(Marlin Levison/Star Tribune via Getty Images)

Even with DNA detection, Asian carp continue to evade scientists

Traces of genetic material can help in tracking Asian carp. But a positive detection may not mean live fish


Lorraine Boissoneault
March 15, 2020 10:59PM (UTC)

This article originally appeared on Undark.

When conservation manager Lindsay Chadderton came to the United States from New Zealand to help monitor the movement of invasive species between the Mississippi River and the Great Lakes, everyone was buzzing about one particular intruder: Asian carp.

The moniker includes four fish imported from China starting in the 1960s — grass carp, black carp, silver carp, and bighead carp. Together, they might be the posterchild for invasive species in the U.S. Bighead and silver dominate large stretches of the Mississippi River, outcompeting many native fish.
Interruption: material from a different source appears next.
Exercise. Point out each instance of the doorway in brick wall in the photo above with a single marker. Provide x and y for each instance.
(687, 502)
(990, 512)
They breed quickly, eat voraciously, grow much larger than most native fish, and, when startled, silver carp catapult out of the water. They are not just an ecological nightmare; they also pose a danger to recreational boaters and fishers. According to the United States Geological Survey, jumping Asian carp have seriously injured boaters, and water skiing on the Missouri River is "now considered exceedingly dangerous." Scientists say these fish could wreak similar havoc in the Great Lakes.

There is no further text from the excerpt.